No language , however, is dead as long as it can be translated into living ones. Moreover, no human language is so different from the others that a text created in one cannot be interpreted into another. Since the dawn of humankind’s written culture, it is translators who, with their diligent and often inconspicuous work, have kept reminding people of the great richness and integrity of its cultures. The Babel of languages may lead us astray, but guides can always be found who will keep us from getting lost, who refuse to allow anger and alienation to smother humane attempts at understanding.

Europe is still a Babel of different national languages, but it is a Babel that works, and is being constructed thanks to mutual understanding. Thanks to the diligent work of thousands, perhaps even hundreds of thousands of translators and interpreters. This work, backed by the same primal human attempt at understanding what goes on around us, can accomplish miracles. One of these miracles is before us today. These scores of books, translated from a language spoken by barely a million people, an insignificant part of humankind, have found their way into another language spoken by slightly more millions. Perhaps there are fewer than we would wish, and there continues to be much for translators and publishers to do, but there are immeasurably more books than we could have dared to hope a hundred years ago, when the first masterpieces of Estonian literature were born. Not to mention three or four centuries ago, when the rulers of Sweden turned their gaze to the education of the people across the Baltic Sea. Now our nations have been united for a long time by completely different ties, creative and mutual ties, and the reciprocal translation and reading of books is a fundamental and natural component of these ties that bind us together.

There are very many books in the halls of this fair. One can easily get the feeling that there are too many. Time and again people have dreamt of one great and wise book, a book that would collect all the wisdom of humankind contained in all the books of the world. Some believe that the Internet can become this book of books.

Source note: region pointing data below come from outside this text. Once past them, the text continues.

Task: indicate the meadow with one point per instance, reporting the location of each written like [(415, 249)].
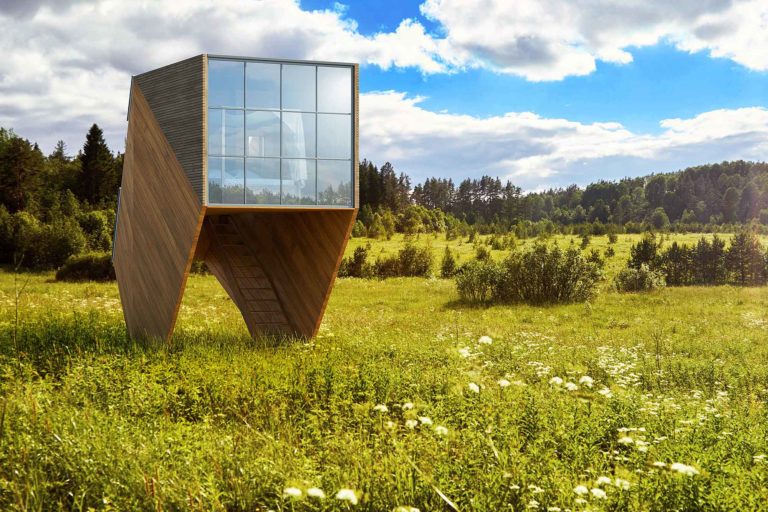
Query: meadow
[(408, 399)]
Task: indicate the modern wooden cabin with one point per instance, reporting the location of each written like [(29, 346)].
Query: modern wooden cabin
[(249, 165)]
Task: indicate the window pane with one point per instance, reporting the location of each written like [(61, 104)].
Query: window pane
[(298, 181), (225, 132), (334, 182), (263, 133), (298, 135), (334, 90), (334, 136), (298, 87), (215, 165), (233, 184), (262, 85), (262, 181), (225, 83)]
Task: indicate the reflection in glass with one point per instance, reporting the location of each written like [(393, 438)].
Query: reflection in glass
[(334, 136), (225, 83), (298, 87), (233, 183), (298, 181), (334, 182), (214, 179), (262, 133), (262, 85), (298, 135), (334, 89), (225, 132), (262, 181)]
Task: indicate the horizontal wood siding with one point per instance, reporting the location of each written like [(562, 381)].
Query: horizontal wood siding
[(158, 225), (175, 95)]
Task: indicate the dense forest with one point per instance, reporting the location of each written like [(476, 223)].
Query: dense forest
[(58, 205)]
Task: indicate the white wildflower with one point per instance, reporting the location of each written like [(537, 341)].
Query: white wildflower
[(684, 469), (292, 492), (316, 492), (603, 480), (347, 495), (622, 484)]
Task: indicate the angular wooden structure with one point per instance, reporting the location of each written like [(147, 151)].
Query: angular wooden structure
[(249, 165)]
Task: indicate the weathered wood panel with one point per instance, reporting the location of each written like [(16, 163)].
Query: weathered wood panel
[(300, 253), (158, 226), (176, 95)]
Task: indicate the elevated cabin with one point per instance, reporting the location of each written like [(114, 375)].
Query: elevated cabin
[(249, 165)]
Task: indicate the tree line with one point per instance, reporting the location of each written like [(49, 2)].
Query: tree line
[(695, 199), (53, 206)]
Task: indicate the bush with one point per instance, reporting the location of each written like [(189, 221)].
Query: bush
[(639, 279), (542, 275), (411, 261), (357, 265), (448, 265), (358, 230), (414, 261), (477, 281), (482, 253), (547, 275), (87, 267)]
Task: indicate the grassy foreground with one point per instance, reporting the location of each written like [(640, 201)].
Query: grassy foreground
[(676, 417)]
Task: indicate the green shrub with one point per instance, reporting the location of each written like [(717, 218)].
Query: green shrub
[(477, 281), (549, 275), (639, 279), (357, 265), (87, 267), (97, 227), (448, 265), (358, 230), (414, 261)]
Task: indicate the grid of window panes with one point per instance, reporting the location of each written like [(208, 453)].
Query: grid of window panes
[(279, 133)]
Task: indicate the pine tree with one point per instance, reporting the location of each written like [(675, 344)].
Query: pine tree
[(98, 180)]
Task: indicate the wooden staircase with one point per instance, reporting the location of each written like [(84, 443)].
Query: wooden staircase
[(239, 271)]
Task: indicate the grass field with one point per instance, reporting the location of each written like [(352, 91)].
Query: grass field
[(631, 402)]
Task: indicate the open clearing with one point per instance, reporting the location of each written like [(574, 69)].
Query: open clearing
[(650, 402)]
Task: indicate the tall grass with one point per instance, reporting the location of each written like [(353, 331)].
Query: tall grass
[(480, 405)]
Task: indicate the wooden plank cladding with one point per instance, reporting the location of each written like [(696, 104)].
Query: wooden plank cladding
[(158, 226), (175, 95), (277, 263)]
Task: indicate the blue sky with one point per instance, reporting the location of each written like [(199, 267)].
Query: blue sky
[(544, 93), (661, 82)]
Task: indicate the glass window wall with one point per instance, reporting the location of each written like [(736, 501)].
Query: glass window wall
[(279, 134)]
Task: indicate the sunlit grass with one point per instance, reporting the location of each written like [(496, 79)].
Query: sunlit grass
[(631, 402)]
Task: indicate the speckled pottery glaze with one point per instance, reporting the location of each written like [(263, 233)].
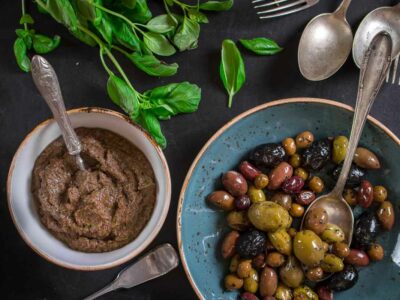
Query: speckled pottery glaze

For it is true that new means of communication are increasingly accelerating the movement, propagation, meeting, and distribution of ideas. But, at least to date, nothing has appeared that could truly replace books, as we know them. Of course, one can find out “everything” faster through the Internet. More precisely, one can find something about everything. But books continue to embody that which is indispensable to spiritual and intellectual life—time. Time that is spent reading, concentrating, learning, and understanding. As well as learning to know each other, to understand who the people are whose language we do not understand, but with whom we are building this great shrunken world and this small Europe, enlarged yet closer than ever before.